In another 15 minutes, as the fog rolls in, no boats will be visible beyond the Handy dock office.
Since then, our lives have been a tux-free zone, especially the past four shorts-and-tee-shirts cruising years - that is, until the day Chris and Radford decided to tie the knot, and asked Douglas to be in their wedding. As my husband, looking so handsome in his dapper rent-a-tux, hobnobbed with guests, and danced up a storm with Chris and me, I had to smile, remembering him that morning many years ago in his old tux with its midget pants, now long gone, dumped with vehemence in the nearest Salvation Army box the morning after the California wedding.

As Chris and Radford flew out for their honeymoon, we flew back to Portland and Ithaka, still talking about the wedding, and discussing what form of diet we should now embark upon. We picked up some groceries, paid our bill at Handy, and set sail for Quahog Bay on a clear morning promising to be a beautiful day. But this is Maine, where beautiful days come in myriad forms. This one made a bright entry before becoming as white as a wedding cake by noon. The fog seemed to speak to me though, as we groped along. "Hey, c'mon, think about it," it seemed to say. "Without me to give you all a little challenge, EVERYone would be up here, right? Without me, this might as well be SWEDEN, for heaven's sake!"


Trees seem to grow out from the granite all along the rugged coastline.
We felt our way to Quahog Bay, dropped the hook in 20 feet at high tide, motored back on our chain and, instead of that reassuring tug you feel when you're well planted, we dragged. We raised the muddy anchor, moved to a new spot, dropped again, motored gently back and dragged again; raised the anchor, moved again, dropped again (this time much more slowly) and, finally, we held. The learning never ends. And now here we sit, three days later. Around us is a huge protected bay, as beautiful as everyone promised it would be, cradling so many little islands, nooks, and crannies to explore, thick trees, a couple of tasteful homes hidden among them, and other than the hint of a mast here and there behind the deep tufts of green and rock, we have the whole place pretty much to ourselves.
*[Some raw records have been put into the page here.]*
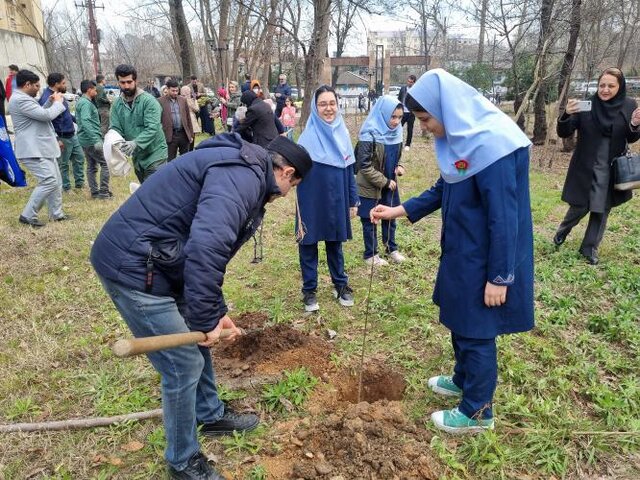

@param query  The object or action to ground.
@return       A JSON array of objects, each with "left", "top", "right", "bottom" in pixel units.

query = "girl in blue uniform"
[
  {"left": 356, "top": 95, "right": 405, "bottom": 265},
  {"left": 296, "top": 85, "right": 358, "bottom": 312},
  {"left": 371, "top": 69, "right": 533, "bottom": 433}
]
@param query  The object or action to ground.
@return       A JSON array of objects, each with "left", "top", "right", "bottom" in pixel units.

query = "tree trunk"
[
  {"left": 300, "top": 0, "right": 332, "bottom": 125},
  {"left": 476, "top": 0, "right": 489, "bottom": 64},
  {"left": 259, "top": 0, "right": 278, "bottom": 92},
  {"left": 532, "top": 0, "right": 554, "bottom": 145},
  {"left": 558, "top": 0, "right": 582, "bottom": 152},
  {"left": 216, "top": 0, "right": 231, "bottom": 83},
  {"left": 169, "top": 0, "right": 198, "bottom": 80}
]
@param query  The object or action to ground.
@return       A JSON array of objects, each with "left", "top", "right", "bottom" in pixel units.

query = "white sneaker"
[
  {"left": 364, "top": 255, "right": 389, "bottom": 267},
  {"left": 389, "top": 250, "right": 407, "bottom": 263}
]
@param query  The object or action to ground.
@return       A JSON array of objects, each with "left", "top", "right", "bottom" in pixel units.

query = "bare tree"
[
  {"left": 532, "top": 0, "right": 554, "bottom": 145},
  {"left": 301, "top": 0, "right": 331, "bottom": 124},
  {"left": 169, "top": 0, "right": 198, "bottom": 78}
]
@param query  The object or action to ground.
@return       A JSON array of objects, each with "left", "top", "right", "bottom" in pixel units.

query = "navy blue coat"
[
  {"left": 91, "top": 134, "right": 279, "bottom": 332},
  {"left": 403, "top": 148, "right": 534, "bottom": 339},
  {"left": 296, "top": 161, "right": 359, "bottom": 245}
]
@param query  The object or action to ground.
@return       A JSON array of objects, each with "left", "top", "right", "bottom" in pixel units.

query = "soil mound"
[
  {"left": 216, "top": 324, "right": 309, "bottom": 362},
  {"left": 213, "top": 313, "right": 333, "bottom": 387},
  {"left": 337, "top": 364, "right": 407, "bottom": 403},
  {"left": 265, "top": 400, "right": 441, "bottom": 480}
]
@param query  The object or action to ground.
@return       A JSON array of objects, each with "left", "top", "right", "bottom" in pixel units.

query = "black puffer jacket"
[
  {"left": 91, "top": 134, "right": 279, "bottom": 332},
  {"left": 557, "top": 98, "right": 640, "bottom": 207}
]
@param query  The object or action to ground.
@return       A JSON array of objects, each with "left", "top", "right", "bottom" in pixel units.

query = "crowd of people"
[{"left": 1, "top": 65, "right": 640, "bottom": 479}]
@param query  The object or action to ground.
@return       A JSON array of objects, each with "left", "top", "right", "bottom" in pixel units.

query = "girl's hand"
[
  {"left": 369, "top": 205, "right": 407, "bottom": 225},
  {"left": 198, "top": 315, "right": 242, "bottom": 347},
  {"left": 564, "top": 98, "right": 579, "bottom": 115},
  {"left": 484, "top": 282, "right": 507, "bottom": 307}
]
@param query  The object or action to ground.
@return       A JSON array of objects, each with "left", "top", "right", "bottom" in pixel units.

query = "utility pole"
[{"left": 76, "top": 0, "right": 104, "bottom": 75}]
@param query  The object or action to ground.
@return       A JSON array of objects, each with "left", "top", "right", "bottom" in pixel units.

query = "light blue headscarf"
[
  {"left": 298, "top": 92, "right": 356, "bottom": 168},
  {"left": 408, "top": 68, "right": 531, "bottom": 183},
  {"left": 358, "top": 95, "right": 402, "bottom": 145}
]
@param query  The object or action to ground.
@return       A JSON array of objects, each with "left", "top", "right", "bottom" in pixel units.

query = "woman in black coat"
[
  {"left": 235, "top": 90, "right": 278, "bottom": 147},
  {"left": 553, "top": 68, "right": 640, "bottom": 265}
]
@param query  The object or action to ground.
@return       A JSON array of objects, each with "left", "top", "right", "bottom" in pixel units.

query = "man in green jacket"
[
  {"left": 76, "top": 80, "right": 113, "bottom": 200},
  {"left": 93, "top": 73, "right": 111, "bottom": 135},
  {"left": 110, "top": 65, "right": 169, "bottom": 183}
]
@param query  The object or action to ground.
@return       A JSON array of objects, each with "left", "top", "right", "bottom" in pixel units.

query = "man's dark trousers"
[
  {"left": 167, "top": 128, "right": 190, "bottom": 161},
  {"left": 402, "top": 112, "right": 416, "bottom": 147}
]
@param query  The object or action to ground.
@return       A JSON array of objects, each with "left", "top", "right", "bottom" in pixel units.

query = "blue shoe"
[
  {"left": 427, "top": 375, "right": 462, "bottom": 397},
  {"left": 431, "top": 407, "right": 494, "bottom": 434}
]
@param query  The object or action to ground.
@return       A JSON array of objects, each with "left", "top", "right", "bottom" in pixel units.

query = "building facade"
[{"left": 0, "top": 0, "right": 47, "bottom": 79}]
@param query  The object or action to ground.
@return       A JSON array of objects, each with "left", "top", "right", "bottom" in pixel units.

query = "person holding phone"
[{"left": 553, "top": 68, "right": 640, "bottom": 265}]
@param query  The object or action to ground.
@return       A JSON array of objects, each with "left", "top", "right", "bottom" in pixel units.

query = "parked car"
[
  {"left": 389, "top": 85, "right": 402, "bottom": 97},
  {"left": 62, "top": 92, "right": 78, "bottom": 102}
]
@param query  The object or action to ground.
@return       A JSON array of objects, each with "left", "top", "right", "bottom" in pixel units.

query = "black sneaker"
[
  {"left": 167, "top": 452, "right": 226, "bottom": 480},
  {"left": 333, "top": 285, "right": 353, "bottom": 307},
  {"left": 553, "top": 232, "right": 567, "bottom": 247},
  {"left": 18, "top": 215, "right": 46, "bottom": 228},
  {"left": 200, "top": 405, "right": 260, "bottom": 437},
  {"left": 580, "top": 248, "right": 600, "bottom": 265},
  {"left": 302, "top": 291, "right": 320, "bottom": 312}
]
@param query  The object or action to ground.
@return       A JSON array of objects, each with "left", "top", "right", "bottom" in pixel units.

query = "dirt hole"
[{"left": 338, "top": 364, "right": 407, "bottom": 403}]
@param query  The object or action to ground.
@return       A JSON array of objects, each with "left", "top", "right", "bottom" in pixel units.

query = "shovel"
[{"left": 111, "top": 328, "right": 246, "bottom": 358}]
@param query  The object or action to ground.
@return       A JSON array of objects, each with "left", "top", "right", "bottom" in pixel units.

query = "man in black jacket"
[
  {"left": 91, "top": 134, "right": 312, "bottom": 480},
  {"left": 398, "top": 75, "right": 416, "bottom": 150}
]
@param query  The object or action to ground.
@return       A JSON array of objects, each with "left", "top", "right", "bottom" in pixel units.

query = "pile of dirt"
[
  {"left": 212, "top": 313, "right": 334, "bottom": 385},
  {"left": 263, "top": 400, "right": 442, "bottom": 480},
  {"left": 335, "top": 362, "right": 407, "bottom": 403}
]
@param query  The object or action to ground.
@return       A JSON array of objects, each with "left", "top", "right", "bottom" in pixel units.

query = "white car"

The deep scent of thick wet forest wafts out to Ithaka, bringing with it sweet memories of other forests explored in childhood, and of cut Christmas trees from cherished times gone by. Near where I sit writing, at the nav desk, I notice the barometer rising quickly, and the sun beginning to elbow the clouds aside. The birds begin singing and calling again as the blanket of fog exits stage left, as quickly as it arrived, and the scene around us comes alive again. Fish jump around the boat, and the kayak bobs behind Ithaka, ready for action.